Long Ranger2.0, printed on 08/01/2021
High-level metrics are displayed based on the library type, whole genome (WGS) or targeted libraries like whole exome (WES). The library type is called out in the header of the SUMMARY view as whole genome or targeted (black boxes below). Targeted libraries are identified based on supplying a target BED file to Long Ranger for analysis.
Since WGS libraries contain SNP information for exons and introns the percent of SNPs phased and percent of genes phased are displayed. On the other hand, targeted libraries are mainly restricted to coding exons so only the percent of genes phased is displayed (arrows below). Exons may not contain heterozygous SNPs and are not evenly distributed throughout the genome. As a consequence targeted libraries have shorter N50 Phase Blocks than WGS libraries. The side-by-side example below illustrates this point as the same genome was used for WGS and WES libraries (yellow boxes).

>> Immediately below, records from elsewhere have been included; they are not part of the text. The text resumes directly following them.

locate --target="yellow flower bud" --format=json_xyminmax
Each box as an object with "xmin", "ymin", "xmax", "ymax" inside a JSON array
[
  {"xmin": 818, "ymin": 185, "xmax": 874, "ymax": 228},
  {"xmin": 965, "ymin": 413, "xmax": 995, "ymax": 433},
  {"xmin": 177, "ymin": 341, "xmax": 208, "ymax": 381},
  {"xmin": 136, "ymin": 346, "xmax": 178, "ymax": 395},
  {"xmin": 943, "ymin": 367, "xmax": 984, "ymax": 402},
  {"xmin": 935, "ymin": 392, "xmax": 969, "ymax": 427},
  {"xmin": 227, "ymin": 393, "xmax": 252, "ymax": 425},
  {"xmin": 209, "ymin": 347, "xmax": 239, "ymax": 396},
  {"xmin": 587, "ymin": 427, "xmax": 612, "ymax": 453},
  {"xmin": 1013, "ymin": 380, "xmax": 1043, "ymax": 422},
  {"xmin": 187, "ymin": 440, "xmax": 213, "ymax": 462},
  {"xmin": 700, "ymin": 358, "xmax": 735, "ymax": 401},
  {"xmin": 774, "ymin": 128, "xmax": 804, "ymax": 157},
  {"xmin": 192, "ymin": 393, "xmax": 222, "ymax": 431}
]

Finally, the coverage histogram reflects that the sequencing depth is drastically different for WGS and targeted libraries (red boxes).
There are 3 main differences between the haplotype view of a whole-genome (WGS) and a whole-exome (WES) sample. First of all, in WGS, you will only see SNVs coming from targeted regions (usually the exons) of the genome on haplotype tracks, whereas in WGS, you will see SNVs coming from exonic and intronic regions of the genome. As a result, there tends to be fewer phased SNVs, and shorter phased blocks in WES relative to the WGS sample. Secondly, signals in the coverage track tend to coincide with the location of exons in WES sample, and there should not be such a correlation in the WGS sample. Lastly, you will only find breakpoints near exonic regions in the WES sample. But breakpoints should be not limited to exons in the WGS sample.
The pattern of barcode overlap in the STRUCTURAL VARIANTS view differ between whole genome and whole exome samples. The two screenshots below show the same region in a whole genome and a whole exome sample. Both samples were generated through the Chromium platform and had comparable molecule lengths. Notice how in the exome sample the barcode overlap matrix has a "checkered" pattern, with high color intensity at exons and diminishing intensity away from the exons.
The difference in LINKED-READS view between WES and WGS samples is due to location of reads in the genome. In LINKED-READS view, WES sample will mostly have reads near targeted (mostly exonic) regions. However, WGS sample should have reads throughout entire genes. In the example of BRCA2 below, in the WES sample, most reads stem from exonic regions. Although there are some reads covering short introns. In contrast, in the WGS sample, Linked-Reads are distributed throughout the BRCA2 region.